Used lime butter..which kept it's amazing scent...also used coconut milk...














just wished the green came out darker.... 
Thanks for looking...


----------



## BakingNana (Jul 20, 2010)

That looks positively yummy!  What percentage did you use for the lime butter?  Really...that is gorgeous soap!


----------



## tespring (Jul 20, 2010)

Oh, that looks so nice!  Great Job!!!


----------



## holly99 (Jul 20, 2010)

It's really pretty! I am also intrigued with the lime butter and the remaining scent. Cool!


----------



## IanT (Jul 20, 2010)

wow i never even heard of lime butter!!!?? those are cool soaps!! 


where did you get lime butter from?!?!? 


tooo interesting!


----------



## debb (Jul 20, 2010)

I got it because it was being discontinued...now I want more and its sold out.. It is Lime butter blend...I put it in soap calc as hydrog. soybean oil....


----------



## NancyRogers (Jul 20, 2010)

Stunning soap!  I'm also curious about this lime butter.  I'll be on the lookout for it.


----------



## Hazel (Jul 20, 2010)

Looks great! And you already answered the question I was thinking after you said you used lime butter.


----------



## BillJ416 (Jul 20, 2010)

Reminds me of a frothy ocean scene .Very cool soap ! Really curious about the lime butter too!


----------



## Lynnz (Jul 21, 2010)

Cool   Mmmmm wish I could smell it


----------



## ChrissyB (Jul 21, 2010)

Lovely!
I have never heard of lime butter either, is there lemon butter also?
Is it produced for cosmetic use or as a food stuff?


----------



## emilaid (Jul 21, 2010)

It looks lovely!!


----------



## agriffin (Jul 21, 2010)

WSP has alot of different butters.

http://www.wholesalesuppliesplus.com/St ... me=Butters

most are shea butter, jojoba or sweet almond and then whatever the additive is...lime, lemon, cranberry, pom...etc.


----------



## debb (Jul 21, 2010)

ChrissyB said:
			
		

> Lovely!
> I have never heard of lime butter either, is there lemon butter also?
> Is it produced for cosmetic use or as a food stuff?

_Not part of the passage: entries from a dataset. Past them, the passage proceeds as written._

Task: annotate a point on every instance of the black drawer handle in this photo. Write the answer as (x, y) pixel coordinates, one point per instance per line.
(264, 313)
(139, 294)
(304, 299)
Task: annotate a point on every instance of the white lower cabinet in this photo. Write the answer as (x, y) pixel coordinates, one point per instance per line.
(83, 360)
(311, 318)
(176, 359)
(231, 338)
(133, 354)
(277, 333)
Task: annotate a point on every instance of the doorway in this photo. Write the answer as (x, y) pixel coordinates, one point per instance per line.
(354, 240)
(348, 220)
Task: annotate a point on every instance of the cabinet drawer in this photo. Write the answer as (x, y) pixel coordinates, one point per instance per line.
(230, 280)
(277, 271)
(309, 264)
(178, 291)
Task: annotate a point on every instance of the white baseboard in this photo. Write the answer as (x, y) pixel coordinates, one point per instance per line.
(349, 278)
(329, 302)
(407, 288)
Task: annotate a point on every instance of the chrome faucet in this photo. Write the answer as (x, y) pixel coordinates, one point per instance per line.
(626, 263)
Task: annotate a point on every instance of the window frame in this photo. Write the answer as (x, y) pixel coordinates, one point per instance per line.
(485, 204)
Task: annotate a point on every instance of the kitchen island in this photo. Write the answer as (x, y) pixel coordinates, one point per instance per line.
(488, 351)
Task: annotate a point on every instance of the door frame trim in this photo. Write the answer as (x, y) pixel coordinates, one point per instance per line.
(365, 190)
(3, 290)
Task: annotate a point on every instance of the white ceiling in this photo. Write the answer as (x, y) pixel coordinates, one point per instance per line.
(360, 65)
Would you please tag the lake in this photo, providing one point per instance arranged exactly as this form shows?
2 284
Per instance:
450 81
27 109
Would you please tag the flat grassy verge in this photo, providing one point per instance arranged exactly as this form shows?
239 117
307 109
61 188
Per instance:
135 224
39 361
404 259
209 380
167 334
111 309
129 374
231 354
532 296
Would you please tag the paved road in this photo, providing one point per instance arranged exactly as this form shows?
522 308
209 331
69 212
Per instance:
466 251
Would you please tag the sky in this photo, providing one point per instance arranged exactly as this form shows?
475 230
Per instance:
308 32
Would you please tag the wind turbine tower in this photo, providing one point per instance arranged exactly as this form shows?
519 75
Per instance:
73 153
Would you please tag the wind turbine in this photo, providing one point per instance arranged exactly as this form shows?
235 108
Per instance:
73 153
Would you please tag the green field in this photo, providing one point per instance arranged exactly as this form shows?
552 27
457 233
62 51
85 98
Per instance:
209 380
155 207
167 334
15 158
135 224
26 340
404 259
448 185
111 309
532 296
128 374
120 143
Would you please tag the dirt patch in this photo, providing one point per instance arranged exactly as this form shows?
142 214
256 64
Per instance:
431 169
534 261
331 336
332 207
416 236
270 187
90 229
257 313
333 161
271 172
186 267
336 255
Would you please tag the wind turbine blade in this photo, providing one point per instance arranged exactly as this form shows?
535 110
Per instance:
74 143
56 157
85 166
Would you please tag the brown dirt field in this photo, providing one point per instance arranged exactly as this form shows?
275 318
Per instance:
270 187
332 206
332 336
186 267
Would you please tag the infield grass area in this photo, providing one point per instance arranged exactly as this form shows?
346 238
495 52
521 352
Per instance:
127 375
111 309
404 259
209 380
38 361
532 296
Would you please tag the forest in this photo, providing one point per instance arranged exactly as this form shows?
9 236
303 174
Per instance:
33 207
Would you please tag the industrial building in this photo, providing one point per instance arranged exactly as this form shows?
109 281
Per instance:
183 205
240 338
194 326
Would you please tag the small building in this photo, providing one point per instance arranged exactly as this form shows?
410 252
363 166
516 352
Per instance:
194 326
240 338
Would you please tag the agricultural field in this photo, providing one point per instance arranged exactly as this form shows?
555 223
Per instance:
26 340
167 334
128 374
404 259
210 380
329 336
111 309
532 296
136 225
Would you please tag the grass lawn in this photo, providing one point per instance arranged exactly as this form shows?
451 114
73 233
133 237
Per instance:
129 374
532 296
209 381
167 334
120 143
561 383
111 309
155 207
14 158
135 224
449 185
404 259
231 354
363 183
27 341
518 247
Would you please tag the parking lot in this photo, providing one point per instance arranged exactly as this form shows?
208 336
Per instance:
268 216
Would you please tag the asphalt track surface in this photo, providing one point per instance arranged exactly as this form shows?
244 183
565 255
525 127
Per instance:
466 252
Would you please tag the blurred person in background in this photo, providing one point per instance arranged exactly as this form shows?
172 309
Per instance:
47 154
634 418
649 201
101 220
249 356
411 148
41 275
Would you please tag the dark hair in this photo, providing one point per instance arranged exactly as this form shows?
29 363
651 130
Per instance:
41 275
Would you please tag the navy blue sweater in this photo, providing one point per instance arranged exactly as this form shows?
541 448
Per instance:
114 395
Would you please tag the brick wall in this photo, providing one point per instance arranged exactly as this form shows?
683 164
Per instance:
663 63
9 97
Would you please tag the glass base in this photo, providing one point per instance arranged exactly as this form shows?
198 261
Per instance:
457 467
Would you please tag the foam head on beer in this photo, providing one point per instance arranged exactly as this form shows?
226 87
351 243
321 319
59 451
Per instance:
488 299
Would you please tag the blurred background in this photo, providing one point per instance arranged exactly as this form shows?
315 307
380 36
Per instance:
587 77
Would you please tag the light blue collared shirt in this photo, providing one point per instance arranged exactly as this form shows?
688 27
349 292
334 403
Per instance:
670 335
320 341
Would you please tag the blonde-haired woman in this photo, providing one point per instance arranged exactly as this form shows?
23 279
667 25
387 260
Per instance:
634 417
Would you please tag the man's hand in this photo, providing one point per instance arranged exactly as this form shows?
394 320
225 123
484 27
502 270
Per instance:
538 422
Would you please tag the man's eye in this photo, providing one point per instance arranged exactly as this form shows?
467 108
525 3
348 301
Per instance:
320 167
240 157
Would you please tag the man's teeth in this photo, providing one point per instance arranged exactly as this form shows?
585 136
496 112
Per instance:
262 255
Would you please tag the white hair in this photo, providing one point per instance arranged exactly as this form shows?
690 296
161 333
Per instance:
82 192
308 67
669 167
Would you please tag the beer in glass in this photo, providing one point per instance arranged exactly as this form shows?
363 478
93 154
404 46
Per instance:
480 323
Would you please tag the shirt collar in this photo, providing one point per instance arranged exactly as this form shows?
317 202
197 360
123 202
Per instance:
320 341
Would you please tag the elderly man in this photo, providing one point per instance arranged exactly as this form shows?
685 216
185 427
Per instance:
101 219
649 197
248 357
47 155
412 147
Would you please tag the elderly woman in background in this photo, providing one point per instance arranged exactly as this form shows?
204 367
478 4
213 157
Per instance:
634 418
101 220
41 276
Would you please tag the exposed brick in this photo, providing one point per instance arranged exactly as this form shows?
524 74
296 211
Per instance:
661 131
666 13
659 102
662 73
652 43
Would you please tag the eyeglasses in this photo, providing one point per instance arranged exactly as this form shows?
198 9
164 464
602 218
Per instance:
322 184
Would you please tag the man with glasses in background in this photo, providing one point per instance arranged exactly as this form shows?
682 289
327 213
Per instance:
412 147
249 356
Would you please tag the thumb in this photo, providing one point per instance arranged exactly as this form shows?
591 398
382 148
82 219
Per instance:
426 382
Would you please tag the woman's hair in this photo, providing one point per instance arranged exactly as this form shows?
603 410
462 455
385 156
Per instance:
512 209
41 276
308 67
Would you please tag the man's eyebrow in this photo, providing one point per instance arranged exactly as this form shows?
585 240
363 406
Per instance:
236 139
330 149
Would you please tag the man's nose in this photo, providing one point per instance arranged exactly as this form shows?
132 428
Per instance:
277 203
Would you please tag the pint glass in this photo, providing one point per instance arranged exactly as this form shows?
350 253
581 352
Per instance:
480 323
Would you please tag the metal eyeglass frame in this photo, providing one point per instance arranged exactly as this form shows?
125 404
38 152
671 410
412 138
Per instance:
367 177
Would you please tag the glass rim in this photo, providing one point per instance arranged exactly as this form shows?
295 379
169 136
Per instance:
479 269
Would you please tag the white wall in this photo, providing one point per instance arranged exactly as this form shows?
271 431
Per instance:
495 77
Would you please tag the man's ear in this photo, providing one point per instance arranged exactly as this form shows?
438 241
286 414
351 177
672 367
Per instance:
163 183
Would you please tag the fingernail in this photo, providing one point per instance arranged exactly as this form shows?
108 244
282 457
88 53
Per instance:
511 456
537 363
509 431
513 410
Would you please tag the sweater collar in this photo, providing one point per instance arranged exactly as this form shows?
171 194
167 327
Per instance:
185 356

Yes as someone said ...wsp...it was being discontinued as is the lemongrass and lavender...I think...
.From the reviews the Lime was the only one with a scent...and amazingly it stayed in the soap...I did add a small amt of coconut/lime fo...but I am sure I wouldn't have had to...I did order two containers...but am sad to see it is sold out....   ..should have tried it sooner....


----------



## debb (Jul 22, 2010)

BakingNana said:
			
		

> That looks positively yummy!  What percentage did you use for the lime butter?  Really...that is gorgeous soap!



18.75 % of Lime Butter...


----------



## MidwestSoaper (Jul 22, 2010)

fyi - OBN has lime butter and it's on sale - 2lbs for the price of 1lb.


----------



## debb (Jul 22, 2010)

Awesome!   Thanks...

Just checked...It's BOGO ..    ..I wonder if it has a scent to it...?


----------